Computed tomography, ultrasound, and scintigraphy of the liver in patients with colon or breast carcinoma: a prospective comparison.

Abstract
A prospective evaluation of computed tomography (CT), ultrasonography (US), and 99mTc sulfur colloid scintigraphy of the liver was performed in 189 patients who had either colon (n = 129) or breast (n = 60) carcinoma. Imaging was performed with 4th-generation CT scanners, gray-scale or phased array ultrasound scanners, and 37 tube gamma cameras. Studies were evaluated independently and receiver operating characteristic (ROC) curves were constructed. In addition, a standard 2 .times. 2 matrix analysis was performed.

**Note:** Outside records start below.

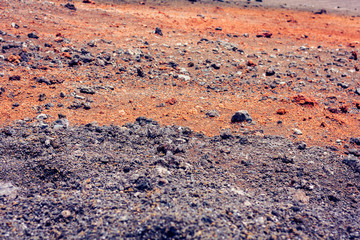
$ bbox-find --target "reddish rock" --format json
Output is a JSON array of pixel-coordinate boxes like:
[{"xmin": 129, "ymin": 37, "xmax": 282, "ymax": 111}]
[
  {"xmin": 166, "ymin": 98, "xmax": 177, "ymax": 105},
  {"xmin": 351, "ymin": 51, "xmax": 358, "ymax": 60},
  {"xmin": 276, "ymin": 108, "xmax": 286, "ymax": 115},
  {"xmin": 256, "ymin": 32, "xmax": 272, "ymax": 38},
  {"xmin": 328, "ymin": 107, "xmax": 339, "ymax": 113},
  {"xmin": 7, "ymin": 55, "xmax": 21, "ymax": 63},
  {"xmin": 355, "ymin": 102, "xmax": 360, "ymax": 109},
  {"xmin": 340, "ymin": 105, "xmax": 349, "ymax": 113},
  {"xmin": 60, "ymin": 52, "xmax": 71, "ymax": 59},
  {"xmin": 247, "ymin": 60, "xmax": 256, "ymax": 67},
  {"xmin": 293, "ymin": 95, "xmax": 317, "ymax": 107}
]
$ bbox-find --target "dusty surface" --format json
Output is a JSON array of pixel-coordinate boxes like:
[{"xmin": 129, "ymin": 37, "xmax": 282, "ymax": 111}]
[
  {"xmin": 0, "ymin": 116, "xmax": 360, "ymax": 239},
  {"xmin": 0, "ymin": 1, "xmax": 360, "ymax": 239},
  {"xmin": 0, "ymin": 1, "xmax": 360, "ymax": 149}
]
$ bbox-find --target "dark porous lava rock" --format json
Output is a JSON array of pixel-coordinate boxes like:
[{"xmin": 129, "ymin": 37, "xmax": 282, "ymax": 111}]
[{"xmin": 0, "ymin": 117, "xmax": 360, "ymax": 239}]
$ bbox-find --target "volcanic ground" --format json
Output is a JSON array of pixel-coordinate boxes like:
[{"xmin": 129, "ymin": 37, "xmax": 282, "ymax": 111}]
[{"xmin": 0, "ymin": 0, "xmax": 360, "ymax": 239}]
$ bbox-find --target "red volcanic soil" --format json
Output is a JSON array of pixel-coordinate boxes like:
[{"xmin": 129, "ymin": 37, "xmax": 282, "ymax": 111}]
[{"xmin": 0, "ymin": 0, "xmax": 360, "ymax": 147}]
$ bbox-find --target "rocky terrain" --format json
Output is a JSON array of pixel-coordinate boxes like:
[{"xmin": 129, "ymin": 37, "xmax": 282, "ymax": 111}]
[{"xmin": 0, "ymin": 0, "xmax": 360, "ymax": 239}]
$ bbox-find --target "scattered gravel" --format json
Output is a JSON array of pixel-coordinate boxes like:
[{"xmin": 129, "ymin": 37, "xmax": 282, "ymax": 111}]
[{"xmin": 0, "ymin": 115, "xmax": 360, "ymax": 239}]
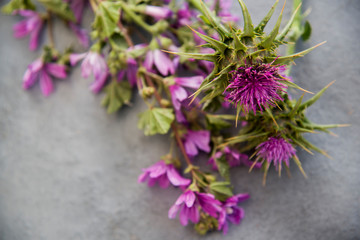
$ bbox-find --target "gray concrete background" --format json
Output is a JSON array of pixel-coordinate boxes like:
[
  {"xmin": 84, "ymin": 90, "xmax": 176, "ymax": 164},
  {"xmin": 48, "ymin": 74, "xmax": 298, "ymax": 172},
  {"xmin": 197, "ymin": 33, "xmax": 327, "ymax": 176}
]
[{"xmin": 0, "ymin": 0, "xmax": 360, "ymax": 240}]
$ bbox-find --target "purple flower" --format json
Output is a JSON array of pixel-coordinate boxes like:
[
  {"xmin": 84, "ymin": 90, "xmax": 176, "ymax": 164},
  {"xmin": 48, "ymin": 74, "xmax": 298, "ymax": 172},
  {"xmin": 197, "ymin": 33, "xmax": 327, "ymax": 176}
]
[
  {"xmin": 64, "ymin": 0, "xmax": 87, "ymax": 23},
  {"xmin": 144, "ymin": 49, "xmax": 175, "ymax": 76},
  {"xmin": 208, "ymin": 147, "xmax": 261, "ymax": 170},
  {"xmin": 69, "ymin": 22, "xmax": 90, "ymax": 48},
  {"xmin": 256, "ymin": 137, "xmax": 296, "ymax": 169},
  {"xmin": 224, "ymin": 64, "xmax": 287, "ymax": 114},
  {"xmin": 70, "ymin": 51, "xmax": 108, "ymax": 93},
  {"xmin": 145, "ymin": 5, "xmax": 172, "ymax": 20},
  {"xmin": 184, "ymin": 130, "xmax": 211, "ymax": 156},
  {"xmin": 23, "ymin": 59, "xmax": 66, "ymax": 96},
  {"xmin": 118, "ymin": 58, "xmax": 138, "ymax": 87},
  {"xmin": 168, "ymin": 189, "xmax": 222, "ymax": 226},
  {"xmin": 138, "ymin": 160, "xmax": 191, "ymax": 188},
  {"xmin": 13, "ymin": 10, "xmax": 44, "ymax": 51},
  {"xmin": 218, "ymin": 193, "xmax": 250, "ymax": 235}
]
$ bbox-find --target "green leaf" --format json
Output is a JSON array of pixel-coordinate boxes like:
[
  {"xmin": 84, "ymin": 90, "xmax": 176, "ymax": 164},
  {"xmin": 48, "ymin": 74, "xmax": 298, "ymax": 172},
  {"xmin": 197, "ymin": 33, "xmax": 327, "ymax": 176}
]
[
  {"xmin": 94, "ymin": 1, "xmax": 120, "ymax": 37},
  {"xmin": 301, "ymin": 21, "xmax": 312, "ymax": 41},
  {"xmin": 39, "ymin": 0, "xmax": 76, "ymax": 22},
  {"xmin": 238, "ymin": 0, "xmax": 254, "ymax": 37},
  {"xmin": 206, "ymin": 114, "xmax": 232, "ymax": 130},
  {"xmin": 214, "ymin": 156, "xmax": 230, "ymax": 181},
  {"xmin": 254, "ymin": 0, "xmax": 279, "ymax": 33},
  {"xmin": 1, "ymin": 0, "xmax": 35, "ymax": 14},
  {"xmin": 189, "ymin": 26, "xmax": 229, "ymax": 53},
  {"xmin": 138, "ymin": 108, "xmax": 175, "ymax": 136},
  {"xmin": 209, "ymin": 182, "xmax": 234, "ymax": 201},
  {"xmin": 101, "ymin": 81, "xmax": 132, "ymax": 114}
]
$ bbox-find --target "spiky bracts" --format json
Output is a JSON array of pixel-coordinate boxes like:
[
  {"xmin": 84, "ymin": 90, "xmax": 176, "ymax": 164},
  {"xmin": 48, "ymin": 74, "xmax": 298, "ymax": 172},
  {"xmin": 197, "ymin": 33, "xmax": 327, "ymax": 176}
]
[{"xmin": 224, "ymin": 64, "xmax": 288, "ymax": 114}]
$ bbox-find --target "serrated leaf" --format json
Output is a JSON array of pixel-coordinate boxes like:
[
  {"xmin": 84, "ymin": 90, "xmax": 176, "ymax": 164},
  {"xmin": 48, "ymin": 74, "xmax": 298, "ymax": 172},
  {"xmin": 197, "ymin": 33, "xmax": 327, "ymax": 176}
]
[
  {"xmin": 188, "ymin": 26, "xmax": 229, "ymax": 53},
  {"xmin": 238, "ymin": 0, "xmax": 254, "ymax": 37},
  {"xmin": 206, "ymin": 114, "xmax": 232, "ymax": 130},
  {"xmin": 301, "ymin": 21, "xmax": 312, "ymax": 41},
  {"xmin": 138, "ymin": 108, "xmax": 175, "ymax": 136},
  {"xmin": 209, "ymin": 182, "xmax": 234, "ymax": 201},
  {"xmin": 254, "ymin": 0, "xmax": 279, "ymax": 33},
  {"xmin": 101, "ymin": 81, "xmax": 132, "ymax": 114},
  {"xmin": 39, "ymin": 0, "xmax": 76, "ymax": 22},
  {"xmin": 1, "ymin": 0, "xmax": 35, "ymax": 14},
  {"xmin": 94, "ymin": 1, "xmax": 120, "ymax": 37}
]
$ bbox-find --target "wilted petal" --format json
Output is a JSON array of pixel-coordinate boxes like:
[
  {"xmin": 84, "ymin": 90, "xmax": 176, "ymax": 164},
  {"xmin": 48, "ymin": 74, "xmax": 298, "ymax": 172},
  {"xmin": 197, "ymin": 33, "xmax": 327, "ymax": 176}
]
[
  {"xmin": 166, "ymin": 165, "xmax": 191, "ymax": 186},
  {"xmin": 45, "ymin": 63, "xmax": 66, "ymax": 78}
]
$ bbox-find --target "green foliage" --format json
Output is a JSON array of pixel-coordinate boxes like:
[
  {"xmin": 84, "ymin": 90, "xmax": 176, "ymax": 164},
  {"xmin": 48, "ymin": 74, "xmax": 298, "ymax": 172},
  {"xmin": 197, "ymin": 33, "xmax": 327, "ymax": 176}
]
[
  {"xmin": 39, "ymin": 0, "xmax": 76, "ymax": 22},
  {"xmin": 138, "ymin": 108, "xmax": 175, "ymax": 136},
  {"xmin": 1, "ymin": 0, "xmax": 35, "ymax": 14},
  {"xmin": 101, "ymin": 81, "xmax": 132, "ymax": 114},
  {"xmin": 209, "ymin": 182, "xmax": 234, "ymax": 201},
  {"xmin": 93, "ymin": 1, "xmax": 121, "ymax": 38}
]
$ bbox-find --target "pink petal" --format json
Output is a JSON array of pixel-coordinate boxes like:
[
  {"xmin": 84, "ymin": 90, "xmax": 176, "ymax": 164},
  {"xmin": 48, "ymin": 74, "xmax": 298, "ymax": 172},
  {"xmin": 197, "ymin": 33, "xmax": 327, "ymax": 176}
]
[
  {"xmin": 166, "ymin": 165, "xmax": 191, "ymax": 186},
  {"xmin": 45, "ymin": 63, "xmax": 66, "ymax": 78},
  {"xmin": 70, "ymin": 53, "xmax": 87, "ymax": 66},
  {"xmin": 175, "ymin": 76, "xmax": 204, "ymax": 89},
  {"xmin": 168, "ymin": 204, "xmax": 181, "ymax": 219}
]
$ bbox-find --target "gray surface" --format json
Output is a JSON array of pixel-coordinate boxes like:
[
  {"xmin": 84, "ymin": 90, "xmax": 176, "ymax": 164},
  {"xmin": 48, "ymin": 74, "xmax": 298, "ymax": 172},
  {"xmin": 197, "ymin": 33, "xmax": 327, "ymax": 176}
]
[{"xmin": 0, "ymin": 0, "xmax": 360, "ymax": 240}]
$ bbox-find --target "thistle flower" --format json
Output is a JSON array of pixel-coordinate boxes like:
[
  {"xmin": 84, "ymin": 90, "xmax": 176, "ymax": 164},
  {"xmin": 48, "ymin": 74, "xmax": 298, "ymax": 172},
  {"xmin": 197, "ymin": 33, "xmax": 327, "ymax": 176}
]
[
  {"xmin": 184, "ymin": 130, "xmax": 211, "ymax": 157},
  {"xmin": 218, "ymin": 193, "xmax": 250, "ymax": 235},
  {"xmin": 23, "ymin": 58, "xmax": 66, "ymax": 96},
  {"xmin": 13, "ymin": 10, "xmax": 44, "ymax": 51},
  {"xmin": 208, "ymin": 146, "xmax": 261, "ymax": 170},
  {"xmin": 225, "ymin": 64, "xmax": 287, "ymax": 114},
  {"xmin": 144, "ymin": 49, "xmax": 175, "ymax": 76},
  {"xmin": 168, "ymin": 189, "xmax": 222, "ymax": 226},
  {"xmin": 70, "ymin": 51, "xmax": 108, "ymax": 93},
  {"xmin": 138, "ymin": 160, "xmax": 191, "ymax": 188},
  {"xmin": 256, "ymin": 137, "xmax": 296, "ymax": 169},
  {"xmin": 145, "ymin": 5, "xmax": 172, "ymax": 20}
]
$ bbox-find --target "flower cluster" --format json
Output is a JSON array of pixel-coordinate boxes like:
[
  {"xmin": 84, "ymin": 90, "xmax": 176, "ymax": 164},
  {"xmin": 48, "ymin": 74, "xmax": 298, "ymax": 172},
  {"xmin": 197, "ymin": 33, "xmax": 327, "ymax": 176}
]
[{"xmin": 3, "ymin": 0, "xmax": 343, "ymax": 234}]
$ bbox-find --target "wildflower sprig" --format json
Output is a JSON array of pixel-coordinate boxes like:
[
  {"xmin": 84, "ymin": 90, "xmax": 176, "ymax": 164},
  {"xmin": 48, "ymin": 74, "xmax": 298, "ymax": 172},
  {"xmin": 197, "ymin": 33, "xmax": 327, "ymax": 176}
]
[{"xmin": 2, "ymin": 0, "xmax": 345, "ymax": 234}]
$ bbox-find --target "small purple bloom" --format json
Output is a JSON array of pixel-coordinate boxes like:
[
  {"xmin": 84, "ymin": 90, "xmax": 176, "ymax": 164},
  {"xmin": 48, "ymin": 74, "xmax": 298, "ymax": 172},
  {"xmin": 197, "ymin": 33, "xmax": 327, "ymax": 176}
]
[
  {"xmin": 145, "ymin": 5, "xmax": 172, "ymax": 20},
  {"xmin": 138, "ymin": 160, "xmax": 191, "ymax": 188},
  {"xmin": 69, "ymin": 22, "xmax": 90, "ymax": 48},
  {"xmin": 70, "ymin": 51, "xmax": 108, "ymax": 93},
  {"xmin": 218, "ymin": 193, "xmax": 250, "ymax": 235},
  {"xmin": 23, "ymin": 59, "xmax": 66, "ymax": 96},
  {"xmin": 13, "ymin": 10, "xmax": 44, "ymax": 51},
  {"xmin": 168, "ymin": 189, "xmax": 222, "ymax": 226},
  {"xmin": 144, "ymin": 49, "xmax": 175, "ymax": 76},
  {"xmin": 184, "ymin": 130, "xmax": 211, "ymax": 157},
  {"xmin": 64, "ymin": 0, "xmax": 87, "ymax": 23},
  {"xmin": 224, "ymin": 64, "xmax": 288, "ymax": 114},
  {"xmin": 256, "ymin": 137, "xmax": 296, "ymax": 169},
  {"xmin": 208, "ymin": 147, "xmax": 261, "ymax": 170}
]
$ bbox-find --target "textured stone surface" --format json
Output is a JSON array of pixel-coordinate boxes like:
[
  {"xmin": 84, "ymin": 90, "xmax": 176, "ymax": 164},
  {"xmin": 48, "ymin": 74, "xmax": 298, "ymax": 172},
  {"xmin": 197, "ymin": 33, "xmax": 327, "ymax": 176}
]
[{"xmin": 0, "ymin": 0, "xmax": 360, "ymax": 240}]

In patients who had all 3 examinations (n = 122), the matrix analysis showed that CT had a slightly higher sensitivity (0.93) than scintigraphy (0.86) or US (0.82); specificities were 0.88, 0.83, and 0.85, respectively. These differences were not statistically significant. However, ROC showed that CT had the highest true-positive ratio at every false-positive ratio, and that US had the lowest. The performance of CT did not differ significantly from that of scintigraphy, but was better than that of US (P < 0.05), especially in patients with breast carcinoma. Overall, CT provided the most accurate means for detecting liver metastases from both primary lesions.